Your Child Can’t Sleep?
Put bedtime bugaboos―and your kids―to rest with these expert solutions.
Liz BanfieldProblem: Your child has night terrors.
Why it happens: Your child is overtired.
How to rest easy: Well, as easy as you can while your sleeping child yells with her eyes open! Don’t worry: As scary as these episodes are
for you, she won’t remember them. “Often your child will get agitated if you touch her, so just stand silently in her room
to make sure she’s safe,” says Mindell. Most episodes are over in less than 20 minutes, and kids usually outgrow them by age
six.
Problem: Your preschooler wets the bed.
Why it happens: Even the toilet-trained won’t be dry regularly until after age six. “Younger kids’ bodies aren’t ready to hold urine as they
sleep,” says Linda M. Dairiki Shortliffe, M.D., chair of the department of urology at the Stanford University School of Medicine.

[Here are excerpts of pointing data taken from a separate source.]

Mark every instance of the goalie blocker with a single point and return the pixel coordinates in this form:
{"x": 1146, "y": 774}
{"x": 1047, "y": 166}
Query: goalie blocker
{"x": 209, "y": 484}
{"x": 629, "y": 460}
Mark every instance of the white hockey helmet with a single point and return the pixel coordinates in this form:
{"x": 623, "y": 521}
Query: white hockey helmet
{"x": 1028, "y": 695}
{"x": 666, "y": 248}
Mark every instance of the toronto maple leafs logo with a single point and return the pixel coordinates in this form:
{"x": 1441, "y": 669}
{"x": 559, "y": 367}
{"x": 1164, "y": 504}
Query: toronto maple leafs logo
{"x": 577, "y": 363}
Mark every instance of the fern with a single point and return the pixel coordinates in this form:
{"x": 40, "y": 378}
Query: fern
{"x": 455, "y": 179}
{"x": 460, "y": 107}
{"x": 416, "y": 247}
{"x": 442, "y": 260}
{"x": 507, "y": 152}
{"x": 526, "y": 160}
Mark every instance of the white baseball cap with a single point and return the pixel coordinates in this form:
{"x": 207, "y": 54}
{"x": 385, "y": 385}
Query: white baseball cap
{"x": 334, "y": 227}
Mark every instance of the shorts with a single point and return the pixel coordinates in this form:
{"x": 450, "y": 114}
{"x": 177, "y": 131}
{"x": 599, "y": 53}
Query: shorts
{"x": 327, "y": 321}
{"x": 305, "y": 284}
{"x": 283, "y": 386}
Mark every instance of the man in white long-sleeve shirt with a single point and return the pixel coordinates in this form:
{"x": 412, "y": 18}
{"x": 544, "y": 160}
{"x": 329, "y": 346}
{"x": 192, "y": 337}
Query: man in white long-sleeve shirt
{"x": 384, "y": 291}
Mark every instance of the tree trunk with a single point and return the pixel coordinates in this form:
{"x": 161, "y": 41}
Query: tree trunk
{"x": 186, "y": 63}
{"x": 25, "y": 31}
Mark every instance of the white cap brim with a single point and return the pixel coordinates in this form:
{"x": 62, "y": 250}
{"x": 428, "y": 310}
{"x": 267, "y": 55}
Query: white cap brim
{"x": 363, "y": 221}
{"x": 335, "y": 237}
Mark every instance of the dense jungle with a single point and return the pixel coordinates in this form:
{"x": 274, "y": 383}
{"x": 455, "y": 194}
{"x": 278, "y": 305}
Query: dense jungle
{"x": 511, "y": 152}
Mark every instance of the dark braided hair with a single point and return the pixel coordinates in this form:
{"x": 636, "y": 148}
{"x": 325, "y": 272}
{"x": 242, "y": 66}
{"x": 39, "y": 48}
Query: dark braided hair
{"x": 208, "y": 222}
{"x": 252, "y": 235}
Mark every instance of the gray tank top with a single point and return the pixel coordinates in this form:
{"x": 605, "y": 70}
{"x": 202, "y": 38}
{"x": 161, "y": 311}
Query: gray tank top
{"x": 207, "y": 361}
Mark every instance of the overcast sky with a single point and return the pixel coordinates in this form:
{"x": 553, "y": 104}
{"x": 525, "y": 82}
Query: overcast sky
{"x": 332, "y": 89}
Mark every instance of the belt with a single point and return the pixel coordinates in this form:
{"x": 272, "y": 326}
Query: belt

How to rest easy: Disposable briefs and a waterproof mattress cover may be your best bets. And even if she is dry most nights, expect accidents
when she is sick, away from home, or under stress.
Problem: Your older child (seven or up) wets the bed.
Why it happens: “It could indicate a urinary-tract infection,” says Shortliffe. However, about 5 to 10 percent of school-age children (boys,
mostly) suffer from bed-wetting.
How to rest easy: “A good initial solution is a bed alarm, which wakes up the child after an accident,” says Shortliffe. (It is attached to
sensors that detect wetness.) “But it can take about four months to really see results, since the child’s brain has to be
trained to wake him up before he needs to use the bathroom,” she explains. A short-term option for unusual circumstances (camp,
a slumber party) is desmopressin, a synthetic hormone that makes the bladder create less liquid at night. The good news: By
adolescence, his body should produce enough vasopressin, a natural antidiuretic, to dry up his bed-wetting problem.